Last year's North Carolina season was a debacle, but the arrival of the nation's top recruit, Harrison Barnes, has people predicting big things for UNC this year.
Currently the No. 8 team in the nation, the Tar Heels are looking to erase last year from memory and get back to being one of the top teams in the nation.
This isn't the year that happens.
Barnes is a star, for sure. It wouldn't be a surprise if he was one of the top-five scorers in the ACC. But even if he puts up 25 points a game like Kevin Durant did as a freshman, the Tar Heels don't have enough talent around him to go deep in the NCAA tournament (don't forget that Durant had D.J. Augustin, A.J. Abrams, and Damion James with him, and the Longhorns lost 10 games).

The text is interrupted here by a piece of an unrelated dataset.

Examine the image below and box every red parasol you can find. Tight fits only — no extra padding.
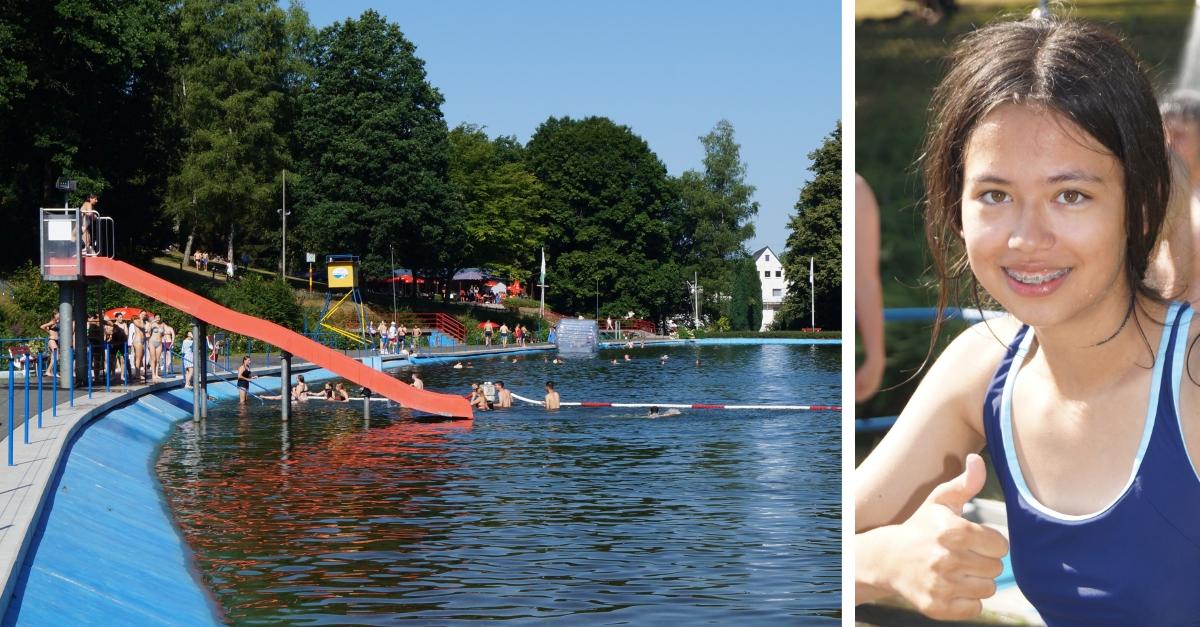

Roy Williams' team lost six players from last season because of graduation (Marcus Ginyard, Deon Thompson), the NBA draft (Ed Davis), transfer (the Wear twins) or dismissal from the team (Will Graves).
It lost three starters, the top-three scorers and right around 70 percent of both their scoring and rebounding. All in all, the Tar Heels return a grand total of 23 points per game.
That's not to say they don't have talent. Barnes, Tyler Zeller, John Henson, Dexter Strickland and Reggie Bullock are all very talented players. They are also young players (Zeller is a junior, but he missed significant chunks of his first two seasons with injuries) with virtually no NCAA tournament experience.
The Tar Heels have very few shooters, a dangerously thin frontcourt, major questions at the point guard position and only 10 total scholarship players.
They won't be in the NIT this year, but they are far from a Top 10 team.